Open Access

Influences of 3-hydroxypropionaldehyde and lactate on the production of 1,3-propanediol by Klebsiella pneumoniae

  • Zhihui Zhong1,
  • Longfei Liu1,
  • Jiajia Zhou1,
  • Lirong Gao1,
  • Jiajie Xu1,
  • Shuilin Fu1 and
  • Heng Gong1Email author
Bioresources and Bioprocessing20141:2

https://doi.org/10.1186/s40643-014-0002-z

Received: 29 January 2014

Accepted: 5 May 2014

Published: 24 July 2014

Abstract

Background

1,3-Propanediol is the starting point of a new-generation polymer with superior properties which can be used in many industrial fields. 3-Hydroxypropionaldehyde and lactate have been identified as two important metabolites in the biological route of 1,3-propanediol bioconversion from glycerol. Here, influence of lactate on the inhibition caused by 3-hydroxypropionaldehyde of 1,3-propanediol fermentation by Klebsiella pneumoniae is reported.

Methods

The influences of 3-hydroxypropionaldehyde and lactate on 1,3-propanediol production were investigated in normal and lactate pathway deficient strains with different fermentation conditions.

Results

By using the strains KG1 and L-type lactate dehydrogenase-deficient mutant (KG1Δldh), the results indicated that an early accumulation of 3-hydroxypropionaldehyde directly inhibited the 1,3-propanediol production rather than through lactate accumulation during the late stage of fermentation. Then, the influence of extra addition of lactate on the late stage of fermentation was investigated, and the inhibitory effect of lactate did not appear. At last, it was found that by reducing 3-hydroxypropionaldehyde accumulation in the early stage of fermentation, the concentration and yield of 1,3-propanediol increased by 18% and 16%, respectively, over the initial experimental levels.

Conclusions

An early accumulation of 3-hydroxypropionaldehyde directly decreased the final 1,3-propanediol concentration rather than through lactate accumulation during the late stage of fermentation.

Keywords

Fermentation Glycerol 3-Hydroxypropionaldehyde Lactate 1,3-Propanediol

Background

1,3-Propanediol (1,3-PD) can be formulated into numerous industrial products such as composites, adhesives, and laminates. With the increasing emergence of novel applications of 1,3-PD, the demand for its biological production has been on a rise [[1]]. The conventional chemical conversion of acrolein (also known as propenal) into 1,3-PD has several drawbacks [[2]]. Nevertheless, the bioconversion of 1,3-PD from glycerol by Klebsiella pneumoniae has attracted much attention worldwide, and numerous efforts have been made to enhance the 1,3-PD fermentation, such as construction of recombinant K. pneumoniae strains [[1]-[8]]. Due to the tremendous growth of the biofuel industry, a glycerol surplus has been created, resulting in a decrease in glycerol prices. Compared with the recombinant E. coli producing 1,3-PD from glucose described in a patent by Nakamura and Whited [[7]], the K. pneumoniae strain producing 1,3-PD from glycerol as substrate has lots of advantages and is being refocused [[8]].

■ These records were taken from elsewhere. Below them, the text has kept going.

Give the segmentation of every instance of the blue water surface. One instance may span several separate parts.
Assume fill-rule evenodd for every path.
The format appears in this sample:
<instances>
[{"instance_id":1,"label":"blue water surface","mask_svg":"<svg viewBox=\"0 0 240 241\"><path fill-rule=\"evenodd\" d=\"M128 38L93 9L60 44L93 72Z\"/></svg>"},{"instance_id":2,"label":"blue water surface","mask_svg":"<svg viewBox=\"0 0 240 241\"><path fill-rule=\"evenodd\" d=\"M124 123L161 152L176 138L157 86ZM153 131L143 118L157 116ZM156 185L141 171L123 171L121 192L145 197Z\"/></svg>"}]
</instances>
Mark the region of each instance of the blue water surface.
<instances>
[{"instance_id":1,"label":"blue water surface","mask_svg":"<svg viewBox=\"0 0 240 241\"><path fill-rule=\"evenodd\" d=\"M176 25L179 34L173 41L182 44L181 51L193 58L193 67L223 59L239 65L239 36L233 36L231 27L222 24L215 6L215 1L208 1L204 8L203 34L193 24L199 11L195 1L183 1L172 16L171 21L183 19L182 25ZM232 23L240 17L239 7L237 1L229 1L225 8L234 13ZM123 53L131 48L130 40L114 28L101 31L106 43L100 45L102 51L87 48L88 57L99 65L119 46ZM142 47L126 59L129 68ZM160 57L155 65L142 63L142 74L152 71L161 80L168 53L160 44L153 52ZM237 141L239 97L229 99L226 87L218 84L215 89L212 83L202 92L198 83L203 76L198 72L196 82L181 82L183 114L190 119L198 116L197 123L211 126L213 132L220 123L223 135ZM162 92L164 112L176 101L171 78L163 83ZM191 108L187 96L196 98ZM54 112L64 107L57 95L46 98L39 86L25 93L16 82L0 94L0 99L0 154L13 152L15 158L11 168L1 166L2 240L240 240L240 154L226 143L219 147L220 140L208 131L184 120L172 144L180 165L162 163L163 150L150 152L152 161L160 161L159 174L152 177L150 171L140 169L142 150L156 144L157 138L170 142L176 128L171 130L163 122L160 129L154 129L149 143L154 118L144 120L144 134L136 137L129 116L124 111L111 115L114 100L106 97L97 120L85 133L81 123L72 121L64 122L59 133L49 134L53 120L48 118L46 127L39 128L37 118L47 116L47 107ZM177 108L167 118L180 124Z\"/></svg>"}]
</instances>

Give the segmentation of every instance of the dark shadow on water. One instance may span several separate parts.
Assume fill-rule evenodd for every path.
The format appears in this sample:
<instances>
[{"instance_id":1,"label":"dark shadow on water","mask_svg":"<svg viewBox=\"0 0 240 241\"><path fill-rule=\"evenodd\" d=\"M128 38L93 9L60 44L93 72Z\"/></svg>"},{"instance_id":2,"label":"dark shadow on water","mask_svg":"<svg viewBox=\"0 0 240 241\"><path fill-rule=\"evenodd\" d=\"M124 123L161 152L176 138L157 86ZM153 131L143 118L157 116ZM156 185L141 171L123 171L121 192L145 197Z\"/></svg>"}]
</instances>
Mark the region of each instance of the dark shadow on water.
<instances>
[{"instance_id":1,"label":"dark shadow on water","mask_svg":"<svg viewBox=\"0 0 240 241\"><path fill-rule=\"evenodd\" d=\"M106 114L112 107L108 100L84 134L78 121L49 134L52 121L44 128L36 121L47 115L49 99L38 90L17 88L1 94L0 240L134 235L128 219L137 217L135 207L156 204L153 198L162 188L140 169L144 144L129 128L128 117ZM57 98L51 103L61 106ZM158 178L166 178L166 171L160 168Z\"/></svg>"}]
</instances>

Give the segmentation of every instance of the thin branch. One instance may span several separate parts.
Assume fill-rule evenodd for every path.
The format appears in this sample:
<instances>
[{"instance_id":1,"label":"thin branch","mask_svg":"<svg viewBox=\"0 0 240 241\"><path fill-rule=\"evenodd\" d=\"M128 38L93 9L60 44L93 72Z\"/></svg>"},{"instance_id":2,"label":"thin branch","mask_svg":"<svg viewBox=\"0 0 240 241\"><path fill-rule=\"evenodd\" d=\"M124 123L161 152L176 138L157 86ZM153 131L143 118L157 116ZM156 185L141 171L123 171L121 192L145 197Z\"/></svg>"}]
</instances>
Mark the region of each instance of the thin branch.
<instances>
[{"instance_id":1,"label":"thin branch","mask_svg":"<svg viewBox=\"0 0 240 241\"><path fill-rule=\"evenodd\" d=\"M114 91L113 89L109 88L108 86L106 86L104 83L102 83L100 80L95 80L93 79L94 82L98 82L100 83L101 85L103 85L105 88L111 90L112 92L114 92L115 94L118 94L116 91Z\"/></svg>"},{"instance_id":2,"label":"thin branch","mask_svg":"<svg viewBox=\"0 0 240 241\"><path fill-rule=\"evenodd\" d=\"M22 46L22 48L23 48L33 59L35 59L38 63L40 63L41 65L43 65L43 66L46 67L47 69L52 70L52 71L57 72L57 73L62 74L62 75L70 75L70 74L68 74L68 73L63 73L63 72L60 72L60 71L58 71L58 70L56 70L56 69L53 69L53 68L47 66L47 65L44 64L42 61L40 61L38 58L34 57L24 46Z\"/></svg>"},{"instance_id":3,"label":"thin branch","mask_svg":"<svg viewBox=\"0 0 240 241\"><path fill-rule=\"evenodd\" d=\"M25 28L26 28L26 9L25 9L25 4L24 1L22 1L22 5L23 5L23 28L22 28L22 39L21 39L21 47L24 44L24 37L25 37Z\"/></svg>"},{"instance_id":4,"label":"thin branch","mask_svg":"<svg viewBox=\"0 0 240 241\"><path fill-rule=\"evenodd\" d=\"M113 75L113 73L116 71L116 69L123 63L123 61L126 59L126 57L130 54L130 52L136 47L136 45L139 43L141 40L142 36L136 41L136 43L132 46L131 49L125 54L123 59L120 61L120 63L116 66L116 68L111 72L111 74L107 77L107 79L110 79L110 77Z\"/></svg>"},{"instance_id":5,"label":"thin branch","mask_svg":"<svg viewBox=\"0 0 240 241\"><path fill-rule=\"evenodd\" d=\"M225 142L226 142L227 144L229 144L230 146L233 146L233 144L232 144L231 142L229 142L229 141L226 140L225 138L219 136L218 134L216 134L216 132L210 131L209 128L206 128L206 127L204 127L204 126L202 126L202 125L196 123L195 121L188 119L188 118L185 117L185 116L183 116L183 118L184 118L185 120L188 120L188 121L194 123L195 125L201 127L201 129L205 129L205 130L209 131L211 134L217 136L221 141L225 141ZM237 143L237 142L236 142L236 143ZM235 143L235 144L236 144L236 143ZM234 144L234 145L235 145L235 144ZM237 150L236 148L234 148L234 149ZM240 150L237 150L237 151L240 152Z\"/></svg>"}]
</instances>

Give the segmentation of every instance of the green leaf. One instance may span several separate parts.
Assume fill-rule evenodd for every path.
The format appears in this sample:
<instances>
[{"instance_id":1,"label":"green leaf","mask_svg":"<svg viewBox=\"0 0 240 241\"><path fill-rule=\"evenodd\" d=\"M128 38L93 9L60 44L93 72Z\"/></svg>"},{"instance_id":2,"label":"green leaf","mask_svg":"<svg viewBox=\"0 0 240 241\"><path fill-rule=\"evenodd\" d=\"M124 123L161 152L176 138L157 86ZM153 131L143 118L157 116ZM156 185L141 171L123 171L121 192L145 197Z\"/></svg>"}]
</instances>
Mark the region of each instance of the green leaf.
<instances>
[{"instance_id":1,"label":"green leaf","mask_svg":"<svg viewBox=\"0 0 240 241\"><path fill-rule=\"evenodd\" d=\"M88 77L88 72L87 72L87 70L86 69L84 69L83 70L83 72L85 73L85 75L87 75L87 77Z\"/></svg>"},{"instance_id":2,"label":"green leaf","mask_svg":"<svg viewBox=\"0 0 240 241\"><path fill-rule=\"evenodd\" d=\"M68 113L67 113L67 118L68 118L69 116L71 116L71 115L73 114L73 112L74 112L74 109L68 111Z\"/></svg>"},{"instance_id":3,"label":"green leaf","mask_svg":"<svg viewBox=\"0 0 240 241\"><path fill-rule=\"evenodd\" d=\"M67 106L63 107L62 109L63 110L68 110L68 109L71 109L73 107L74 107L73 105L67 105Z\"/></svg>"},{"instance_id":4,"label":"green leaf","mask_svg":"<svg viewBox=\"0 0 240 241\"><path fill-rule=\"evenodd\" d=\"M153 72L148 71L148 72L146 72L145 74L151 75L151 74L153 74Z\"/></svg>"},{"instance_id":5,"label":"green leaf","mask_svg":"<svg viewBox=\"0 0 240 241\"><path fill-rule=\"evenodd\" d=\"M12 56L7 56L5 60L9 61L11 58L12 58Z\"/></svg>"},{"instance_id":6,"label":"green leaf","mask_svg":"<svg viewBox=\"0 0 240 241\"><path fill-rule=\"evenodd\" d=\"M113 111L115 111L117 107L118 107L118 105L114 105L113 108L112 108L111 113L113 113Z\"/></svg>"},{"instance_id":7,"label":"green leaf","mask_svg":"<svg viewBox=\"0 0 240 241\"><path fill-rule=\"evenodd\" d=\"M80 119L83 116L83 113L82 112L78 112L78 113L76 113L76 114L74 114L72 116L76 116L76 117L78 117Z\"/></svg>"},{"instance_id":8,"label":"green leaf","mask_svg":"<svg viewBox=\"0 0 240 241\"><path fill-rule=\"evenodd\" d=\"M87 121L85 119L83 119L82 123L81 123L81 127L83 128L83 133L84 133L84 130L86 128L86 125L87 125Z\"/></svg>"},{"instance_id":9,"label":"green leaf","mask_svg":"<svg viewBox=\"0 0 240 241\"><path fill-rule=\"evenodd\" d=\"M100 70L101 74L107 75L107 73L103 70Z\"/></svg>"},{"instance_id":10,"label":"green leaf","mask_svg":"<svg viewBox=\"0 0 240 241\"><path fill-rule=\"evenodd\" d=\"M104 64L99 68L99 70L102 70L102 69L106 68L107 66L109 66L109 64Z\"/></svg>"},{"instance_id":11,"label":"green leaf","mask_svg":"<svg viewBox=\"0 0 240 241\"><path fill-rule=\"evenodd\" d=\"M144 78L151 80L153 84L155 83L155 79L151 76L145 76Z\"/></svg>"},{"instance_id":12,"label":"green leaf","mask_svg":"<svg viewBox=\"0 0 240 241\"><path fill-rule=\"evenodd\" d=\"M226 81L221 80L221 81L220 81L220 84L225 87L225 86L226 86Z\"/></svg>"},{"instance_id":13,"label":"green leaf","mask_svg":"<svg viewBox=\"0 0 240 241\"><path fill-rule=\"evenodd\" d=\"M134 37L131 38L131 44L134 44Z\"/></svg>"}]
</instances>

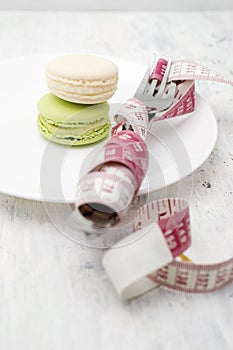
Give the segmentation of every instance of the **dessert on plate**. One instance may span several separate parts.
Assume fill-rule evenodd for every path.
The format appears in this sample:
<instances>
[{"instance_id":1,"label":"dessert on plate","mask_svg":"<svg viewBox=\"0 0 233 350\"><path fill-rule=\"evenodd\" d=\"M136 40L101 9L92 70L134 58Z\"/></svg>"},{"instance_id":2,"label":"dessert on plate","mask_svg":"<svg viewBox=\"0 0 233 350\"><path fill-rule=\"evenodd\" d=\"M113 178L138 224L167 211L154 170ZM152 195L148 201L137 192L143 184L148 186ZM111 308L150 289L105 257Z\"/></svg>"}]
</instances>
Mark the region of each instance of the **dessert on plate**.
<instances>
[{"instance_id":1,"label":"dessert on plate","mask_svg":"<svg viewBox=\"0 0 233 350\"><path fill-rule=\"evenodd\" d=\"M41 134L79 146L104 139L110 130L106 102L117 89L117 66L95 55L59 56L46 65L50 93L38 102Z\"/></svg>"},{"instance_id":2,"label":"dessert on plate","mask_svg":"<svg viewBox=\"0 0 233 350\"><path fill-rule=\"evenodd\" d=\"M64 101L51 93L38 102L41 134L65 145L86 145L105 138L110 130L107 102L82 105Z\"/></svg>"},{"instance_id":3,"label":"dessert on plate","mask_svg":"<svg viewBox=\"0 0 233 350\"><path fill-rule=\"evenodd\" d=\"M59 56L46 65L50 91L63 100L94 104L109 100L116 91L117 66L95 55Z\"/></svg>"}]
</instances>

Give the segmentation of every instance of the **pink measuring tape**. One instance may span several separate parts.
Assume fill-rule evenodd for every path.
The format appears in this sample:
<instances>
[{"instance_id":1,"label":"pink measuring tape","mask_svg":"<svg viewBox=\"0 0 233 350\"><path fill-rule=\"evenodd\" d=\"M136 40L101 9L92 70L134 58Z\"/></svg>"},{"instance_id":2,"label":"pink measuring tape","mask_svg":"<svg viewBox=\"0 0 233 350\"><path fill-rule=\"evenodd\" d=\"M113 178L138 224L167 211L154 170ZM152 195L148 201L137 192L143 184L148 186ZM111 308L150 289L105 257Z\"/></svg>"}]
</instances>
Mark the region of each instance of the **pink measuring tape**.
<instances>
[{"instance_id":1,"label":"pink measuring tape","mask_svg":"<svg viewBox=\"0 0 233 350\"><path fill-rule=\"evenodd\" d=\"M162 79L164 64L166 62L161 61L160 74L154 70L151 79ZM168 82L177 83L174 102L166 111L156 113L153 122L193 112L195 80L233 85L232 81L199 64L174 61L168 79ZM145 105L137 99L130 99L114 119L117 124L112 129L113 137L103 149L103 163L81 179L76 202L77 210L89 211L88 220L95 219L96 203L107 208L107 214L112 217L104 218L110 227L117 225L126 215L148 167L144 141L149 119ZM130 125L133 131L122 131L126 125ZM102 219L97 225L103 223ZM131 232L105 253L103 265L124 299L134 298L158 285L200 293L216 290L233 281L233 258L206 265L177 260L190 245L188 203L181 199L152 201L136 211Z\"/></svg>"}]
</instances>

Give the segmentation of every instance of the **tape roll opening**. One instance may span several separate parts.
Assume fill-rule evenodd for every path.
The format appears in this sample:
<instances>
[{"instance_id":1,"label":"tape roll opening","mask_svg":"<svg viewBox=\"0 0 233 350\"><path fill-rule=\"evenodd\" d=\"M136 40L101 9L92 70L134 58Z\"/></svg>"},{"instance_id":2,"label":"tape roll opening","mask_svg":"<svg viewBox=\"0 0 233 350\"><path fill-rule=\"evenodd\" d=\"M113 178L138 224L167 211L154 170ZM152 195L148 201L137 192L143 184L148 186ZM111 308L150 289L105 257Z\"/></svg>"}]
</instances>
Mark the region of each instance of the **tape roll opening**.
<instances>
[{"instance_id":1,"label":"tape roll opening","mask_svg":"<svg viewBox=\"0 0 233 350\"><path fill-rule=\"evenodd\" d=\"M78 210L95 227L112 227L120 220L113 208L102 203L85 203L80 205Z\"/></svg>"}]
</instances>

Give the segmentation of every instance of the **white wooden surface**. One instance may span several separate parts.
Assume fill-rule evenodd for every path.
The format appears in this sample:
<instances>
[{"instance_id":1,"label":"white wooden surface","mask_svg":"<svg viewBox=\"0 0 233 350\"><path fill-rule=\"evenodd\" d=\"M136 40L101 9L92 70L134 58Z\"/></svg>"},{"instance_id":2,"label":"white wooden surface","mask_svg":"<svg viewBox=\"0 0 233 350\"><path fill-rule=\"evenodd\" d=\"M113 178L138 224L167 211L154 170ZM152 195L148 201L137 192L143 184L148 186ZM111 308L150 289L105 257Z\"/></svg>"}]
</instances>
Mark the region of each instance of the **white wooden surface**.
<instances>
[{"instance_id":1,"label":"white wooden surface","mask_svg":"<svg viewBox=\"0 0 233 350\"><path fill-rule=\"evenodd\" d=\"M5 12L0 59L75 51L147 62L159 51L233 79L232 33L233 13ZM189 197L193 185L189 256L207 262L233 255L233 90L201 83L199 92L216 114L219 138L207 162L180 183L180 192ZM10 130L1 132L14 142ZM61 205L54 210L62 214ZM42 203L1 194L0 349L233 349L233 284L207 295L161 287L122 302L101 256L61 235Z\"/></svg>"},{"instance_id":2,"label":"white wooden surface","mask_svg":"<svg viewBox=\"0 0 233 350\"><path fill-rule=\"evenodd\" d=\"M231 0L7 0L0 1L0 10L155 10L155 11L202 11L233 10Z\"/></svg>"}]
</instances>

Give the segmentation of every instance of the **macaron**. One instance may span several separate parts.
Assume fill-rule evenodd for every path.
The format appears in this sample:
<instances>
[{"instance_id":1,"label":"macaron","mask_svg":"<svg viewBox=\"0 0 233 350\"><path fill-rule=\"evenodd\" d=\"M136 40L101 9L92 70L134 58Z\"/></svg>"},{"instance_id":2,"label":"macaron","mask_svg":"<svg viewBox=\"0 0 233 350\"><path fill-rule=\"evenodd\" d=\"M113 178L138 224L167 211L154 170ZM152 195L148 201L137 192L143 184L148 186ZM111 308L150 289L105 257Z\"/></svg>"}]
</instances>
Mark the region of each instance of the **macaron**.
<instances>
[{"instance_id":1,"label":"macaron","mask_svg":"<svg viewBox=\"0 0 233 350\"><path fill-rule=\"evenodd\" d=\"M37 124L48 140L65 145L87 145L104 139L110 130L108 103L96 105L64 101L51 93L38 102Z\"/></svg>"},{"instance_id":2,"label":"macaron","mask_svg":"<svg viewBox=\"0 0 233 350\"><path fill-rule=\"evenodd\" d=\"M63 100L95 104L109 100L117 88L117 66L95 55L59 56L46 65L50 91Z\"/></svg>"}]
</instances>

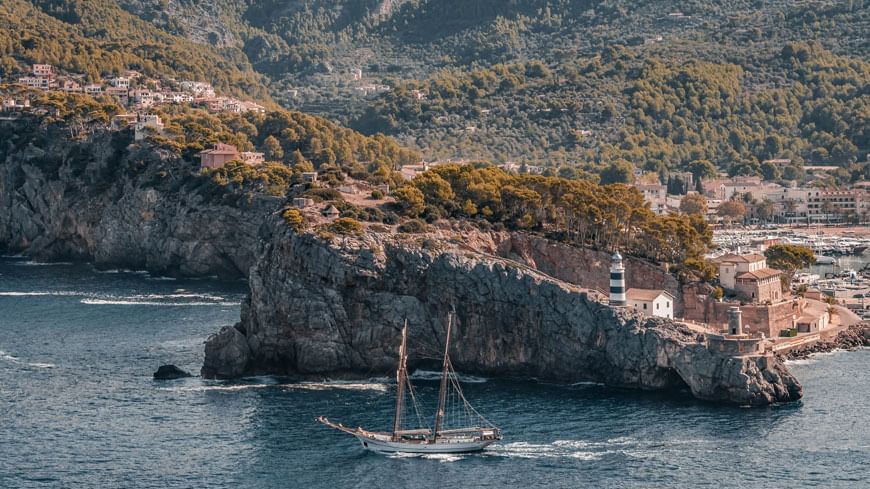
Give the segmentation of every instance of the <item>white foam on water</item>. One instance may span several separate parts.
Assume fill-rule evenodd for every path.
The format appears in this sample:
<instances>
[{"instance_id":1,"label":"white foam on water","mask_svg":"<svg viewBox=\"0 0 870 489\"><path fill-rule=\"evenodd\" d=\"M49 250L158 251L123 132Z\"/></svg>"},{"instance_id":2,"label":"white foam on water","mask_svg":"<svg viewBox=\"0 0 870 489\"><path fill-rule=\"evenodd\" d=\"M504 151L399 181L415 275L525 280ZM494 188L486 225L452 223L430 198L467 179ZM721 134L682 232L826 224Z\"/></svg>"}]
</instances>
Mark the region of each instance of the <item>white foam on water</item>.
<instances>
[{"instance_id":1,"label":"white foam on water","mask_svg":"<svg viewBox=\"0 0 870 489\"><path fill-rule=\"evenodd\" d=\"M495 444L485 450L486 455L508 458L573 458L577 460L600 460L607 454L623 453L620 445L631 443L629 438L614 438L603 442L586 440L556 440L552 443L528 443L523 441Z\"/></svg>"},{"instance_id":2,"label":"white foam on water","mask_svg":"<svg viewBox=\"0 0 870 489\"><path fill-rule=\"evenodd\" d=\"M25 361L22 361L20 358L14 356L14 355L10 355L2 350L0 350L0 360L5 360L9 363L14 363L15 365L22 365L24 367L33 367L33 368L55 368L57 366L53 363L25 362Z\"/></svg>"},{"instance_id":3,"label":"white foam on water","mask_svg":"<svg viewBox=\"0 0 870 489\"><path fill-rule=\"evenodd\" d=\"M456 462L458 460L462 460L462 455L456 455L455 453L426 453L423 454L420 458L425 458L427 460L437 460L441 463L449 463Z\"/></svg>"},{"instance_id":4,"label":"white foam on water","mask_svg":"<svg viewBox=\"0 0 870 489\"><path fill-rule=\"evenodd\" d=\"M393 452L387 455L387 458L419 458L419 453Z\"/></svg>"},{"instance_id":5,"label":"white foam on water","mask_svg":"<svg viewBox=\"0 0 870 489\"><path fill-rule=\"evenodd\" d=\"M237 306L238 302L161 302L156 300L139 300L139 299L82 299L82 304L97 305L97 306L168 306L168 307L183 307L183 306Z\"/></svg>"},{"instance_id":6,"label":"white foam on water","mask_svg":"<svg viewBox=\"0 0 870 489\"><path fill-rule=\"evenodd\" d=\"M489 379L485 377L475 377L474 375L456 374L459 381L465 384L483 384ZM411 380L441 380L441 372L433 372L431 370L416 370L411 374Z\"/></svg>"},{"instance_id":7,"label":"white foam on water","mask_svg":"<svg viewBox=\"0 0 870 489\"><path fill-rule=\"evenodd\" d=\"M75 265L72 262L68 261L55 261L55 262L41 262L41 261L19 261L12 262L13 265L21 266L21 267L55 267L55 266L70 266Z\"/></svg>"},{"instance_id":8,"label":"white foam on water","mask_svg":"<svg viewBox=\"0 0 870 489\"><path fill-rule=\"evenodd\" d=\"M67 297L81 297L88 295L85 292L76 292L76 291L33 291L33 292L16 292L16 291L4 291L0 292L0 296L2 297L44 297L44 296L67 296Z\"/></svg>"},{"instance_id":9,"label":"white foam on water","mask_svg":"<svg viewBox=\"0 0 870 489\"><path fill-rule=\"evenodd\" d=\"M387 392L388 386L384 384L366 384L366 383L293 383L293 384L223 384L223 385L180 385L173 387L161 387L159 390L170 392L237 392L250 389L283 389L283 390L309 390L309 391L324 391L324 390L356 390L356 391L377 391Z\"/></svg>"}]
</instances>

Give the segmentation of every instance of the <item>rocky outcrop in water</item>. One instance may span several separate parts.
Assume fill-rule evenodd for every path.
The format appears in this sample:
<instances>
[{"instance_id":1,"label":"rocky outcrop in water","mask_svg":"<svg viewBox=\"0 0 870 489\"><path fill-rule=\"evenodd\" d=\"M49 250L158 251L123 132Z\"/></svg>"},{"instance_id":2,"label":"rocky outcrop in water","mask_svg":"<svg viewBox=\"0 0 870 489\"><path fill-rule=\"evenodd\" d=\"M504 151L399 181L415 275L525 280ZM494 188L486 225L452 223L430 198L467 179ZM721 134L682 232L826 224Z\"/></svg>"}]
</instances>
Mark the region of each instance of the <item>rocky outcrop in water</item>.
<instances>
[{"instance_id":1,"label":"rocky outcrop in water","mask_svg":"<svg viewBox=\"0 0 870 489\"><path fill-rule=\"evenodd\" d=\"M775 358L715 354L672 321L612 309L451 234L274 237L251 269L241 323L208 340L203 376L390 372L405 319L413 366L432 366L455 308L451 357L464 372L688 388L751 405L801 396Z\"/></svg>"},{"instance_id":2,"label":"rocky outcrop in water","mask_svg":"<svg viewBox=\"0 0 870 489\"><path fill-rule=\"evenodd\" d=\"M175 365L161 365L157 368L157 371L154 372L154 380L175 380L175 379L183 379L185 377L193 377L190 372L185 370L181 370Z\"/></svg>"}]
</instances>

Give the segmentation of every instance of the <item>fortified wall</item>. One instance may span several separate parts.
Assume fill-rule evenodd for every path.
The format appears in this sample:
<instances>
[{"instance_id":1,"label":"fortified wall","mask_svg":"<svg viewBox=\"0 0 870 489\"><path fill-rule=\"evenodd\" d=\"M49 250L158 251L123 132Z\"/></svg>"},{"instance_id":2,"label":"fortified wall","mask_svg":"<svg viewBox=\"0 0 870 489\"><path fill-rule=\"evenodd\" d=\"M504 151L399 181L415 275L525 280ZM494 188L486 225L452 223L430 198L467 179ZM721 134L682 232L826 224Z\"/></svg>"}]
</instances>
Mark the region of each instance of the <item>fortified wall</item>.
<instances>
[{"instance_id":1,"label":"fortified wall","mask_svg":"<svg viewBox=\"0 0 870 489\"><path fill-rule=\"evenodd\" d=\"M688 284L683 287L683 317L692 321L725 328L728 324L728 309L733 302L718 302L710 297L709 286ZM767 337L779 336L783 329L793 326L793 319L800 317L806 307L803 298L795 297L777 304L744 304L743 331L746 334L764 333Z\"/></svg>"}]
</instances>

The production of 1,3-PD by K. pneumoniae is generally performed under anaerobic conditions with glycerol as the sole carbon source. In the metabolic reactions, glycerol is dissimilated through coupled oxidative and reductive pathways [[1],[2],[4]-[6],[9]]. The reductive branch consists of two steps: glycerol is first dehydrated to 3-hydroxypropionaldehyde (3-HPA) and then 3-HPA is reduced to 1,3-PD under the consumption of reducing power (NADH). Reducing power and various byproducts were produced in the oxidative branch.

Among the intermediates and by-products, 3-HPA has been identified as an important intermediate during the fermentation course and lactate is the main byproduct in the final fermentation result, accumulation of either can decrease the 1,3-PD concentration [[9],[10]]. If lactate accumulates to high levels, it impedes cellular activity [[10]] and decreases the final 1,3-PD concentration by consuming NADH [[6]]. Hao et al. [[9]] reported that a very high concentration of 3-HPA could inhibit the growth of, and lead to the death of, cells. When the concentration of 3-HPA increases to a higher level in the medium (ac 10 mM), the activity of the 1,3-propanediol oxidoreductase in the cells decreases correspondingly, which leads to a decrease of the 3-HPA conversion rate. Then, the accumulation of 3-HPA is accelerated furthermore. 3-HPA accumulation in culture medium is triggered by this positive feedback mechanism.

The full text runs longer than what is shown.